Errada, porque otimização é um objetivo administrativo, não o nome técnico da distribuição interna de competências.
- B)Organização.
Errada, porque organização é ideia genérica de arranjo administrativo, mas não designa o instituto específico cobrado na questão.
- C)Descentralização.
Errada, porque descentralização pressupõe transferência de atribuições para outra pessoa jurídica ou para entidade distinta, e não mera divisão interna.
- D)Desconcentração.
Certa, porque há criação de órgãos dentro da mesma estrutura interna, o que caracteriza desconcentração.
Gabarito: D
Quando o Estado precisa funcionar melhor, ele pode repartir suas tarefas internas em setores, órgãos e unidades dentro da mesma pessoa jurídica. Isso se chama desconcentração: uma distribuição interna de competências, feita dentro da própria administração direta ou de uma entidade, sem criar uma nova pessoa jurídica. Em outras palavras, o “mesmo corpo” administrativo ganha vários “braços” para atender melhor o público. É exatamente isso que acontece quando o Ministério Público cria órgãos em sua estrutura interna para melhorar a prestação dos serviços. Não surge uma nova entidade, não há saída de competências para outro sujeito de direito.

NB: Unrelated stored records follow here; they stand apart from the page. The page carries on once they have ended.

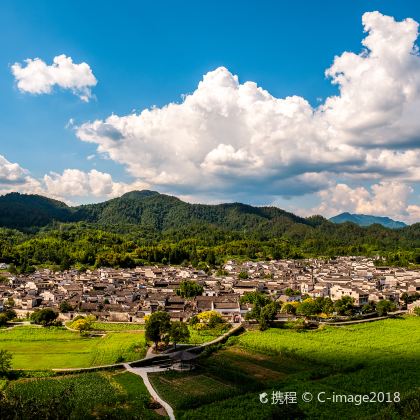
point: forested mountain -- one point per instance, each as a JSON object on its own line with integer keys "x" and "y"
{"x": 367, "y": 220}
{"x": 144, "y": 227}
{"x": 145, "y": 209}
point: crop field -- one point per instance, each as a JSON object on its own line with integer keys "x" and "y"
{"x": 54, "y": 347}
{"x": 118, "y": 326}
{"x": 382, "y": 356}
{"x": 84, "y": 396}
{"x": 203, "y": 336}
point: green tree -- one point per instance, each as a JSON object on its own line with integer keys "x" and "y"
{"x": 344, "y": 306}
{"x": 369, "y": 307}
{"x": 45, "y": 317}
{"x": 65, "y": 307}
{"x": 83, "y": 324}
{"x": 189, "y": 289}
{"x": 268, "y": 313}
{"x": 157, "y": 327}
{"x": 5, "y": 361}
{"x": 179, "y": 332}
{"x": 385, "y": 306}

Há apenas divisão interna do trabalho, com hierarquia e coordenação entre os órgãos. Já a descentralização é diferente: aqui a atividade sai de uma pessoa e vai para outra, normalmente uma entidade distinta, como autarquia, fundação, empresa estatal ou concessionária. Se a ideia é criar um novo centro de atuação com personalidade própria, você está no campo da descentralização. Se a ideia é organizar melhor por dentro, é desconcentração. Por isso o gabarito é a letra D. A estrutura interna do Ministério Público, com criação de órgãos para melhor prestação do serviço, é exemplo clássico de desconcentração, conceito consagrado pela doutrina administrativista e cobrado com frequência em provas.